What if you looked at it a different way? Instead of cutting things out – start adding things in! You can start by giving your body, including your naturally occurring gut bacteria, what they need to thrive.

Our gut bacteria need prebiotics to ‘do their thing’ – to create vitamins and other essential bits and bobs to support all parts of our bodies. Prebiotics are the fuel, the fertiliser, the food that our gut bacteria need. So let’s give them what they want!

Small changes, big benefits.

It’s an exciting time in food and health science. Every year we learn more about how our gut health effects our overall mental and physical health.

The International Scientific Association for Probiotics and Prebiotics are paving the way by generating top-quality scientific information for the probiotic and prebiotic fields.

What is known for sure is the role of prebiotics in maintaining a healthy gut. Prebiotics are types of carbohydrates and fibre which feed our good gut bacteria. It’s super easy to increase your intake of prebiotic food. There are lots of options when it comes to feeding your good gut bacteria. Most fruit or veg, nuts, seeds, legumes and lots of other common foods. The tricky bit can be including enough of them in your diet.

THREE TOP TIPS TO EAT MORE PREBIOTICS - THE EASY WAY

MEAL PLANNING

Having a plan saves you money, time, stress AND can help you eat better. It’s easier to be mindful about what you eat when you meal plan. When you plan your meals, you get a bird’s eye view of your diet. Visibility is a great way to make small adjustments. 

Having a list of meal options at the ready just makes life easier. And you can see at a glance how healthy, or not, your food choices are. Lots of beige on the menu? Add in some veggies or other prebiotic foods. It can get you thinking differently about your meal planning.

As you get a few weeks into your meal planning routine, you’ll probably find you have a few favourite dishes. That just makes life easier. Plan in a few favs and add in a few new things around those or quicker dishes in the week.

CUPBOARD ESSENTIALS

Having a cheeky microwave pasta because you’re tired and can’t be bothered to cook? Sling in some sweetcorn, capers and olives and voilà. It’s better than it was! Or do you just fancy pumping up the prebiotic content of your everyday meals?

There are lots of prebiotic food with a long shelf life, so they’re a great addition to pump up the prebiotic content of your everyday meals. Build up your prebiotic and probiotic food knowledge and keep a good stock at home or work. You can add things like dried fruit, herbs and spices, nuts, nut butter, tinned veg, seeds and fermented sauces to your cupboard.

FIBRE AWARE

If you’re torn between two products, check out the sugar and fibre content.

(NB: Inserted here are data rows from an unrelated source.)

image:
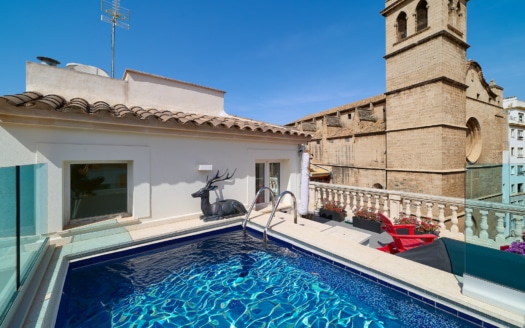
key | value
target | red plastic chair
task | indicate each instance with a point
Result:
(403, 243)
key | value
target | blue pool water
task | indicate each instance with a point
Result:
(233, 280)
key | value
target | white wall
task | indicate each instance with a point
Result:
(165, 167)
(138, 89)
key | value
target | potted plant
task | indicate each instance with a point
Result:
(516, 247)
(368, 220)
(425, 226)
(332, 211)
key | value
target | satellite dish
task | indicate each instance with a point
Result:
(87, 69)
(48, 61)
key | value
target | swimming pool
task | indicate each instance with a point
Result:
(229, 279)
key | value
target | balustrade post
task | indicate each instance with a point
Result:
(368, 201)
(385, 205)
(330, 194)
(395, 206)
(407, 207)
(454, 220)
(376, 203)
(484, 234)
(441, 216)
(354, 200)
(500, 228)
(518, 228)
(347, 208)
(323, 196)
(418, 210)
(468, 223)
(430, 215)
(361, 200)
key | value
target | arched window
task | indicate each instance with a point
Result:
(422, 15)
(401, 26)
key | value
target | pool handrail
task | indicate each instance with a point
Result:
(265, 231)
(247, 217)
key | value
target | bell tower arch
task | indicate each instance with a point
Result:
(426, 95)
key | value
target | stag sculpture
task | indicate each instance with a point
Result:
(221, 208)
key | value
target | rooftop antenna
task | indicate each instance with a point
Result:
(117, 16)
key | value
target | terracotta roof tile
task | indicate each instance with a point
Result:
(79, 105)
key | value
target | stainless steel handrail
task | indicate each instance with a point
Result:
(272, 197)
(265, 232)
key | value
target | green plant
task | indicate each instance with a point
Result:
(367, 214)
(426, 225)
(333, 206)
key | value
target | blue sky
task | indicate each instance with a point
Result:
(277, 60)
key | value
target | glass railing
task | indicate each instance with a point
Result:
(23, 212)
(494, 249)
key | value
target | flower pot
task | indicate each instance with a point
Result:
(332, 215)
(369, 225)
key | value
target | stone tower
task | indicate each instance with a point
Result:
(426, 95)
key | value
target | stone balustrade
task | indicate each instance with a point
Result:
(486, 223)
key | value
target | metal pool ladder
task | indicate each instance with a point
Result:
(265, 232)
(246, 218)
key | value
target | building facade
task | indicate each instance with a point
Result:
(438, 129)
(514, 158)
(136, 148)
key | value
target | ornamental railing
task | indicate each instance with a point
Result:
(486, 223)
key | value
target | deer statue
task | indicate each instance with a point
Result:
(221, 208)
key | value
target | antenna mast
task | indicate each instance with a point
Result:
(116, 16)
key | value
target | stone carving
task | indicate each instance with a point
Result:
(221, 208)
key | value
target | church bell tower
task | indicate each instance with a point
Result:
(426, 95)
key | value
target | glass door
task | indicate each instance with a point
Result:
(267, 175)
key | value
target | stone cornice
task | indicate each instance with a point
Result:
(445, 34)
(442, 79)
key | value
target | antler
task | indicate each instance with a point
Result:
(219, 177)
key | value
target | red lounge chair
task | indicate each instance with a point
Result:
(403, 243)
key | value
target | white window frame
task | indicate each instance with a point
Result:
(66, 171)
(268, 182)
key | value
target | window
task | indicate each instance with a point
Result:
(401, 23)
(422, 15)
(267, 175)
(98, 189)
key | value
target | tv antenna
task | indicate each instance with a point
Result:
(117, 16)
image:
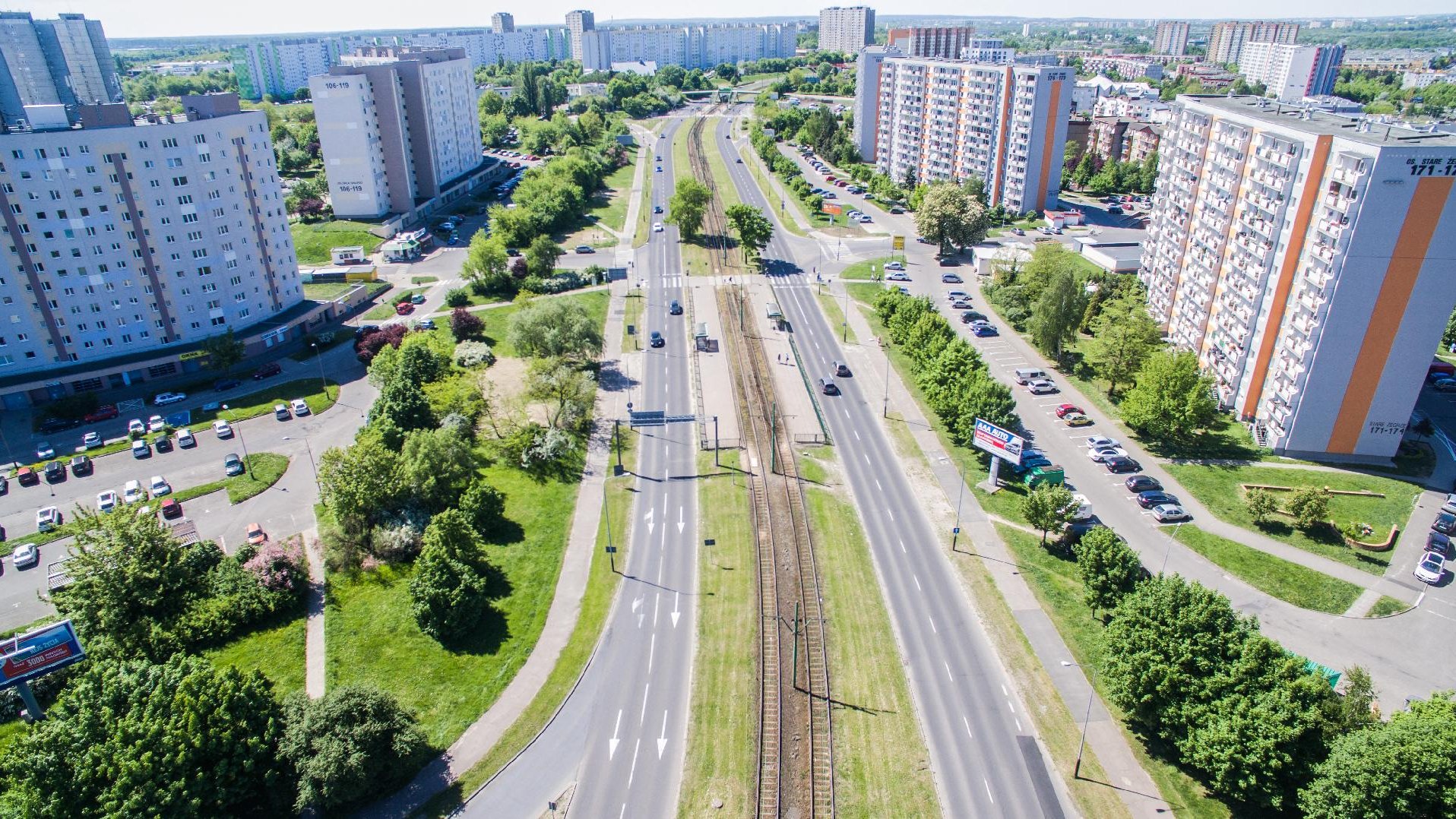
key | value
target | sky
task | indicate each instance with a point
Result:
(178, 17)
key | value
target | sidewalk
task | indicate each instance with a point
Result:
(1104, 735)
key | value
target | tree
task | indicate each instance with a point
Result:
(1047, 508)
(1109, 569)
(1309, 505)
(451, 591)
(1057, 313)
(128, 738)
(348, 745)
(1389, 770)
(688, 205)
(1123, 337)
(1171, 399)
(542, 255)
(223, 351)
(755, 230)
(555, 327)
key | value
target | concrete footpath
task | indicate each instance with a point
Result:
(1104, 736)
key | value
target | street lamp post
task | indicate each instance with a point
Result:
(1076, 770)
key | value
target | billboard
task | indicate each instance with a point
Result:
(40, 652)
(998, 441)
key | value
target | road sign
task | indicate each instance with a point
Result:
(38, 652)
(998, 441)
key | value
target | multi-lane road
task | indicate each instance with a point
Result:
(983, 748)
(622, 732)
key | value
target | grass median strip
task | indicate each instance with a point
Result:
(1289, 582)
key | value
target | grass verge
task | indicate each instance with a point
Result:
(1289, 582)
(723, 732)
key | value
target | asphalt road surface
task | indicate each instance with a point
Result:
(622, 733)
(983, 748)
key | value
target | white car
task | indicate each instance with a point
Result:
(1430, 568)
(47, 518)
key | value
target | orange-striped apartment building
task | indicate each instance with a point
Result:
(955, 119)
(1309, 259)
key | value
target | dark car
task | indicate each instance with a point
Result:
(1120, 464)
(1157, 498)
(1142, 483)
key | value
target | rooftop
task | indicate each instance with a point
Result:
(1321, 122)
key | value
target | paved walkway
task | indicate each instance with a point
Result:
(1104, 735)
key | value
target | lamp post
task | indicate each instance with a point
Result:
(1076, 770)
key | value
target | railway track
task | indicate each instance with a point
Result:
(796, 731)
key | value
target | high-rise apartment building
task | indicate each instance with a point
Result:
(1171, 38)
(62, 62)
(945, 43)
(131, 238)
(397, 125)
(1292, 71)
(1227, 40)
(578, 22)
(847, 30)
(1305, 256)
(954, 119)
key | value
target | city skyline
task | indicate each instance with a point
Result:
(124, 19)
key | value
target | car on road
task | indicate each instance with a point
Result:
(47, 518)
(27, 555)
(1170, 512)
(103, 412)
(1120, 464)
(1429, 571)
(1157, 498)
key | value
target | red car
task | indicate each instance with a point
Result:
(103, 412)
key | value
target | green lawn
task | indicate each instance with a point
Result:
(1289, 582)
(1219, 489)
(313, 240)
(723, 733)
(373, 637)
(882, 763)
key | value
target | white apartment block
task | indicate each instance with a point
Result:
(1171, 38)
(397, 127)
(1306, 259)
(847, 30)
(1292, 71)
(125, 239)
(281, 68)
(954, 119)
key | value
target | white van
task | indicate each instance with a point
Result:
(1028, 375)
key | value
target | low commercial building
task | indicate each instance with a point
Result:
(1303, 256)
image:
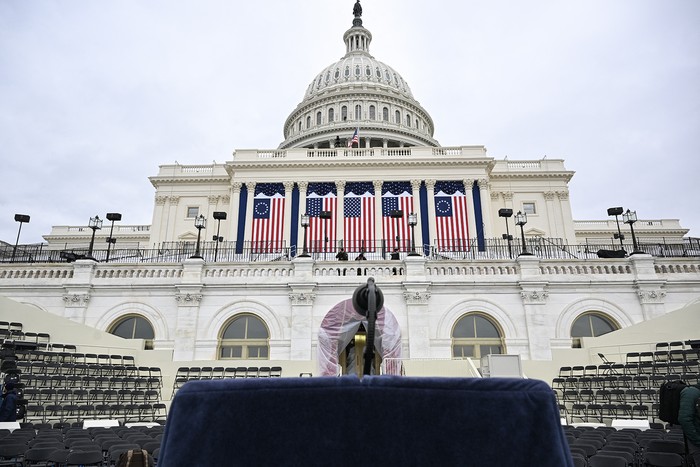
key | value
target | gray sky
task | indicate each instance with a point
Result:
(95, 95)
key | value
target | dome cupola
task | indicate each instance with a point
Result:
(358, 93)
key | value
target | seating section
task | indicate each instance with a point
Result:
(76, 446)
(195, 373)
(595, 446)
(58, 385)
(625, 390)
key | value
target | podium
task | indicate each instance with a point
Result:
(379, 420)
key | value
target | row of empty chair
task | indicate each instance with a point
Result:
(608, 447)
(42, 445)
(193, 373)
(630, 390)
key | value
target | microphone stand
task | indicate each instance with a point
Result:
(371, 324)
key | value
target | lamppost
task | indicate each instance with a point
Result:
(616, 212)
(630, 217)
(200, 222)
(305, 225)
(219, 216)
(325, 215)
(397, 214)
(412, 221)
(506, 213)
(21, 218)
(95, 224)
(111, 216)
(521, 219)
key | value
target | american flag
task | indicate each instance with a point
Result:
(355, 138)
(358, 224)
(321, 197)
(268, 218)
(451, 216)
(396, 196)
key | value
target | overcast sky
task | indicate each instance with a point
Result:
(95, 95)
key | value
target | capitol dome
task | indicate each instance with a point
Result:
(358, 93)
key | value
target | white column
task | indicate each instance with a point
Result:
(430, 186)
(286, 230)
(377, 210)
(340, 190)
(235, 210)
(418, 230)
(249, 212)
(485, 207)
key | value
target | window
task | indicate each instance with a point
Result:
(474, 336)
(245, 337)
(134, 327)
(592, 324)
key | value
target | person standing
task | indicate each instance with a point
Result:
(689, 420)
(8, 409)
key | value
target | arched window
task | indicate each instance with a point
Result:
(134, 327)
(475, 335)
(246, 338)
(591, 324)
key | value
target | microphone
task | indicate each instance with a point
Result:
(367, 301)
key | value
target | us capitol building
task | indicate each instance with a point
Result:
(244, 260)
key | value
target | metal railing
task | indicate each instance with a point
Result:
(235, 252)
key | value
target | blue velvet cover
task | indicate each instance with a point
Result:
(379, 420)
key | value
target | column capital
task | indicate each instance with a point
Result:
(302, 298)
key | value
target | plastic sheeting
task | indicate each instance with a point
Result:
(339, 327)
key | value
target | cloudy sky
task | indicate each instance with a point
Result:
(95, 95)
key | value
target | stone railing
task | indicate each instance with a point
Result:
(14, 275)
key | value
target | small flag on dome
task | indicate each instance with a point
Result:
(355, 138)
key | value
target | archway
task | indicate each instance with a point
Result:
(339, 327)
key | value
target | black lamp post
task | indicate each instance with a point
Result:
(616, 212)
(21, 218)
(325, 215)
(521, 220)
(412, 221)
(506, 213)
(219, 216)
(305, 225)
(630, 217)
(111, 216)
(95, 224)
(397, 214)
(199, 222)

High fibre, low sugar. Winner. A great way to pick snacks. Fibre is something most of us lack in our diet and is where lots of prebiotics can be found.

The current recommendation as listed by the British Heart Foundation is that adults should eat 30g of fibre a day. Currently, average intakes are around 20g a day, so most of us have a long way to go. To reach 30g, make sure that as well as choosing higher-fibre options at meals, your snacks are rich in fibre too.